On 16 January 2009 IGPDecaux, the company holding licenses for ads on public transport in Genoa, refused to give authorization to the atheist bus campaign on the grounds that it may "offend the moral, civic and religious convictions of the public". Antonio Catricalà, the then head of the Italian National Authority for Fair Trading and Competition, announced that the Authority filed a case against the Atheist Bus initiative because of the potentially "dangerous and mendacious nature" of the ads. As a reaction, the UAAR launched a new campaign in Genoa with a different slogan to comply with the advertising authority's rules: "The good news is there are millions of atheists in Italy. The excellent news is they believe in freedom of expression".

===Netherlands===
On 12 January 2009, Dutch philosopher, atheist activist and director of the Center for Inquiry Low Countries, Floris van den Berg, announced the intention to launch a similar campaign in the Netherlands.
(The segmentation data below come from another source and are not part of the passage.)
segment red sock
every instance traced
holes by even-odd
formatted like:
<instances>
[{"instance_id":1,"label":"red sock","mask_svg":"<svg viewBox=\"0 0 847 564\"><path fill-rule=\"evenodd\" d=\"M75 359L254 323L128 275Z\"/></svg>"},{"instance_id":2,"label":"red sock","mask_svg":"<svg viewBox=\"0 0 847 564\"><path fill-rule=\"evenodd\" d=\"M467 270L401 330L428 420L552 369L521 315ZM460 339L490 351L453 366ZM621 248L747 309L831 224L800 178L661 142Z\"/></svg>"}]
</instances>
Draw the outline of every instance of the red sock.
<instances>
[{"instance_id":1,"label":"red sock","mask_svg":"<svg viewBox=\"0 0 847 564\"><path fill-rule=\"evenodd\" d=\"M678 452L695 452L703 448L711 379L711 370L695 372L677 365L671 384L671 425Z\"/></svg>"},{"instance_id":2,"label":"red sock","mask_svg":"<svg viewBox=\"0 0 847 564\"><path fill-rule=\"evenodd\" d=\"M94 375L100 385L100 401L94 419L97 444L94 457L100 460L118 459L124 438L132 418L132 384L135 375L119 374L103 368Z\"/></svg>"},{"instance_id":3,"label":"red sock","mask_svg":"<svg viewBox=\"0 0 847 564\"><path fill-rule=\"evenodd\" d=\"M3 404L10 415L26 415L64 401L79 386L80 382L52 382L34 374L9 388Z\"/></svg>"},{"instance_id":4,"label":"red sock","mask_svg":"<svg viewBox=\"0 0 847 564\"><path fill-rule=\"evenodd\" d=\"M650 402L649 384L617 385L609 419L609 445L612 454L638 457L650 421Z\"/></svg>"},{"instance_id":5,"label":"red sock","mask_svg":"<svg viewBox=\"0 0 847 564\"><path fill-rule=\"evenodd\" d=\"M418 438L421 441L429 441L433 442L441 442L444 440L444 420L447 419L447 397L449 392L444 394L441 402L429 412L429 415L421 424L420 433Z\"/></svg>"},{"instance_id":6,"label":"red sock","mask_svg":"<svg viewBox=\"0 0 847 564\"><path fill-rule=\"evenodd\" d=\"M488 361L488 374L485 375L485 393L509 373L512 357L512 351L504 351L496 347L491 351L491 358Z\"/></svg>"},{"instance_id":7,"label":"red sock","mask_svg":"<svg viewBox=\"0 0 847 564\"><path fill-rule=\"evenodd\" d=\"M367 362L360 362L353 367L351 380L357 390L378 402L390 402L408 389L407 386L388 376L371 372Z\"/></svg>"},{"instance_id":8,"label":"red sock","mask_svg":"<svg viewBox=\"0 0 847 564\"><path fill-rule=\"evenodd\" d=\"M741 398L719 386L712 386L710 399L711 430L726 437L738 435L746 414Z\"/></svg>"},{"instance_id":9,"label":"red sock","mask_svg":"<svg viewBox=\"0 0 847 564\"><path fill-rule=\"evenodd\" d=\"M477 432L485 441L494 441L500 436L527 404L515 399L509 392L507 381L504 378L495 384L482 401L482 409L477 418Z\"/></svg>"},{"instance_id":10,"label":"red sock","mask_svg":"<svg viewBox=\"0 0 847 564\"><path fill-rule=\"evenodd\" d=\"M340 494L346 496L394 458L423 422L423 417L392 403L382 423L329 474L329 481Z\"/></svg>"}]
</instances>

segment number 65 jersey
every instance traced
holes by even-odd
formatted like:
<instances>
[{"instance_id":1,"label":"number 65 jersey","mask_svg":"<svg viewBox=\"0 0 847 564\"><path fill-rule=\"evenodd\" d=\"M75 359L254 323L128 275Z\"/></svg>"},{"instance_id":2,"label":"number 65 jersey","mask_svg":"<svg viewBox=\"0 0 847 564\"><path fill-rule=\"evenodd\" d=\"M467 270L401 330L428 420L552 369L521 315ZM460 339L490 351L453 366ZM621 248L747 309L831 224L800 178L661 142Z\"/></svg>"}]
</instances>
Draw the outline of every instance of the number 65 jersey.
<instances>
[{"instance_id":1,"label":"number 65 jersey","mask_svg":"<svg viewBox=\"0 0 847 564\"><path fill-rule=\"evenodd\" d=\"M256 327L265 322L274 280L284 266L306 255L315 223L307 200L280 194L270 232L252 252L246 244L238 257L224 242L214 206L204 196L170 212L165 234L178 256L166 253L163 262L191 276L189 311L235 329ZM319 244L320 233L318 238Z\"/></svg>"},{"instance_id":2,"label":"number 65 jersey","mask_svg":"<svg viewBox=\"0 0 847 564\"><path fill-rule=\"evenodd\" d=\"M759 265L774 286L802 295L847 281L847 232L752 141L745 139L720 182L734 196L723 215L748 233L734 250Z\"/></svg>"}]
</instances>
Kees van der Staaij of the conservative Protestant Reformed Political Party (SGP) asked parliamentary questions about the matter to Secretary of State of Transport Tineke Huizinga, and discussed the topic with Van den Berg on 28 January in Nova. However, the bus campaign was abandoned, because the major bus companies Connexxion, Arriva and Veolia do not allow messages of a political or religious nature.

On 11 March 2009, Van den Berg was interviewed by the NOS when he took a new initiative to place a billboard along the A4 motorway near Schiphol, that for the first time in the Netherlands promoted an atheist message: "There is probably no god. Dare to think for yourself and enjoy this life!"

===Spain===
In Spain an advertising campaign has been launched with the slogan "Probablemente Dios no existe. Deja de preocuparte y goza de la vida", a direct translation of the British advert, on buses in Barcelona which started on 12 January. Madrid and Valencia will follow up at the end of January. This campaign has received criticism from Catholics.

===Sweden===
In Sweden, the Swedish Humanist Association ran ads in the Stockholm Metro during the summer of 2009 with the slogan "Gud finns nog inte", meaning "God probably does not exist" that were influenced by the British ads.

===Russia===
In Russia in September 2010 activists of "Общественное объединение по продвижению секуляризма в России" decided to make the same campaign in Moscow. It proposed the slogan "По всей видимости Бога нет" (It seems that there's no God). But clericals in the authorities prohibited it. After the activists were trying to get success via change the Campaign slogan on quotation from art.14 of Constitution of Russia "Russian Federation is a secular state", but clerical lobby prohibited this quotation also. Atheists were refused by Advertising Committee of Moscow, large advertising company News Outdoor (division of News Corporation of Rupert Murdoch) and small advertising agencies, city bus operator Mosgortrans, etc.". Now activists are collecting donations for "Atheistmobile" to ride in Moscow with Campaign slogan.

===Switzerland===

The Swiss Freethinkers' Association planned to put the statement "Wahrscheinlich gibt es keinen Gott. Kein Grund zur Sorge, geniess das Leben!" onto one public bus in ten cities of Switzerland. The campaign is a reaction to billboards with Bible quotes such as "I believe that Jesus Christ is God's son" or "Jesus is the light of life". The stated goal of the campaign was to give people a voice who feel harried by missionary messages.

Unknown parties have threatened the Luzern public transport operator VBL to set their buses on fire if they carry such messages; VBL employees were also verbally harassed. The Freethinkers' Association received hate email from radical Christians. The political party Evangelische Volkspartei was thinking about creating a counter-campaign.

In Bern, the metropolitan public transport operator SVB refused to carry the campaign, saying that they "do not want to take part in this provocation". Zürich and Geneva showed similar reactions: The cities did not want to risk offending religious feelings.